Yangon (AsiaNews/Agenzie) - Il gruppo estremista islamico Tehreek-e-Taliban Pakistan (Ttp) minaccia di attaccare il Myanmar, per vendicare i "crimini" commessi contro i musulmani Rohingya. Oggi i leader del movimento hanno lanciato l'avvertimento, che potrebbe rientrare se il governo di Islamabad interromperà "tutte le relazioni" con la controparte birmana e disporrà la chiusura dell'ambasciata nella capitale pakistana. Nel primo messaggio rivolto alla condizione di etnie musulmane che vivono all'estero, il Ttp pakistano si propone quale "difensore" degli interessi di tutti i fedeli di Maometto, uomini e donne, in Myanmar dichiarando che "vendicheremo il vostro sangue". Intanto sulla vicenda interviene anche l'Organizzazione della cooperazione islamica (Oci), che in una missiva indirizzata al presidente Thein Sein chiede interventi diretti a porre fine alle violenze contro la minoranza etnica, secondo le pratiche stabilite dai diritti umani internazionali.

Ehsanullah Ehsan, portavoce Ttp, intima al governo pakistano di "interrompere" ogni rapporto col Myanmar e di chiuderne la rappresentanza diplomatica a Islamabad. "In caso contrario - si legge nel comunicato dei talebani - non solo attaccheremo gli interessi birmani in ogni angolo, ma colpiremo anche gli amici della Birmania, uno per uno". Il movimento estremista più volte in passato ha rivendicato attentati contro le forze di sicurezza in Pakistan, ma non è chiaro se sia in grado di colpire anche all'estero. Tuttavia, secondo Washington il Ttp potrebbe aver organizzato il fallito attentato del 2010 a Times Square, New York.

Intanto il segretario generale dell'Organizzazione della Cooperazione Islamica (Oci) ha scritto una lettera a Thein Sein, chiedendo rassicurazione sul futuro dei Rohingya in Myanmar e la tutela dei loro diritti, in quanto "cittadini" della nazione. Ekmeleddin Ihsanoglu invita il presidente birmano ad adottare "misure adeguate" e "indagini approfondite" sulle atrocità commesse contro la minoranza etnica musulmana nelle ultime settimane. Una copia della missiva è stata indirizzata anche al segretario generale delle Nazioni Unite Ban Ki-moon e all'Alto commissario Onu per i diritti umani Navy Pillay.

A giugno la Corte distrettuale di Kyaukphyu, nello Stato di Rakhine ha condannato a morte tre musulmani, ritenuti responsabili dello stupro e dell'uccisione a fine maggio di Thida Htwe, giovane buddista Arakanese, all'origine dei violenti scontri interconfessionali fra musulmani e buddisti (cfr. AsiaNews 19/06/2012 Rakhine, violenze etniche: tre condanne a morte per lo stupro-omicidio della donna). Nei giorni seguenti, una folla inferocita ha accusato alcuni musulmani uccidendone 10 che viaggiavano su un autobus, del tutto estranei al fatto di sangue. La spirale di odio è sfociata in una guerriglia che ha causato la morte di altre 29 persone, di cui 16 musulmani e 13 buddisti. Secondo le fonti ufficiali sono andate in fiamme almeno 2600 abitazioni; centinaia i profughi Rohingya che hanno cercato rifugio sulle coste di Bangladesh e Thailandia, poi respinti.

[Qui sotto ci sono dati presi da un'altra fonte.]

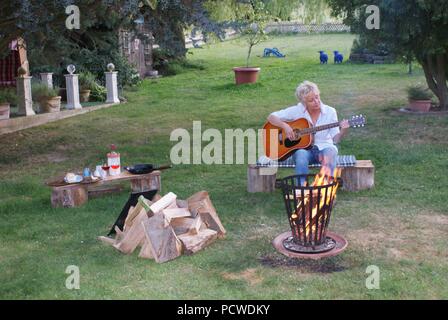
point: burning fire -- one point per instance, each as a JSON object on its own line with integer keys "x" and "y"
{"x": 320, "y": 202}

 Il Myanmar, composto da oltre 135 etnie, ha avuto sempre difficoltà a farle convivere e in passato la giunta militare ha usato il pugno di ferro contro i più riottosi. I musulmani in Myanmar costituiscono circa il 4% su una popolazione di 60 milioni di persone. Secondo l'Onu, nel Paese vi sono 750mila Rohingya, concentrati in maggioranza nello Stato di Rakhine. Un altro milione o più sono dispersi in altre nazioni: Bangladesh, Thailandia, Malaysia. Lo stato di emergenza è il primo intervento eccezionale ad opera di Thein Sein, presidente da oltre un anno, che sta traghettando il Paese dalla dittatura militare a una democrazia almeno minima.